Добавить в цитаты Настройки чтения

Страница 106 из 124

— Да, будет тяжело, — согласился он. — Но ты привыкнешь. Да и не любит она тебя. Никого не любит…

— Любит. Меня. А еще своего брата. Как ты думаешь, зачем она сюда вообще пришла? Ради нас! Ради спасения тех, кого любит!

— Какого еще брата? — встрепенулся он. — Нет у нее братьев! Я позаботился!

— Есть. И племянник скоро на свет появится. Ты никогда не избавишься от Шестой и ее потомков. Знаешь, почему? Ты не умеешь любить.

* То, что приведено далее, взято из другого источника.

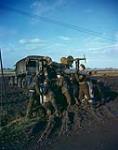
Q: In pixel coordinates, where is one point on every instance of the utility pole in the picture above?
(2, 88)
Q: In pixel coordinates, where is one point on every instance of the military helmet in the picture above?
(49, 60)
(70, 58)
(63, 60)
(82, 66)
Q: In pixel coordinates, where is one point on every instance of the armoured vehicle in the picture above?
(33, 64)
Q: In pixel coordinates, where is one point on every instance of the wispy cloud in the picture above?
(88, 10)
(45, 7)
(64, 38)
(30, 41)
(6, 31)
(32, 44)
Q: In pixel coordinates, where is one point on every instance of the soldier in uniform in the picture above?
(49, 101)
(34, 95)
(83, 86)
(61, 83)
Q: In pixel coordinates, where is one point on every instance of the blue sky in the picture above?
(22, 35)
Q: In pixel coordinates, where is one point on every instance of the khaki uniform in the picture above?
(62, 84)
(83, 88)
(34, 95)
(49, 102)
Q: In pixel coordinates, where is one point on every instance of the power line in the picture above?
(60, 23)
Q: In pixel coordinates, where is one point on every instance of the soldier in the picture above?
(61, 83)
(49, 101)
(34, 94)
(83, 85)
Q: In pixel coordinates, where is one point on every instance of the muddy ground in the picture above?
(96, 130)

А победить ее можно только любовью. Вспомни о Едином. Разве завещал он нам ненависть и страх? Разве требовал от нас страданий и смерти? Разве такого очищения он хотел для своих детей? Он любит и…

— Да что ты знаешь! — опять прогремел рассерженный синезубый. — Нет бога! Нет и никогда не было! Его придумали люди! Наши предки придумали его и сшили из сотни разных божеств, в которых верили раньше! Записали в этом Источнике! А она!..

Он устремил перст указующий в сторону Хриз, отвлекаясь от меня. Я ждал этого. Надеялся, что так и будет. Верил, что попаду. Рубиновый осколок полетел, брошенный моей недрогнувшей рукой, и попал. Попал прямо в пустую глазницу синезубого. Взорвался. Сокрушительная вспышка алого света накрыла пространство и съела время.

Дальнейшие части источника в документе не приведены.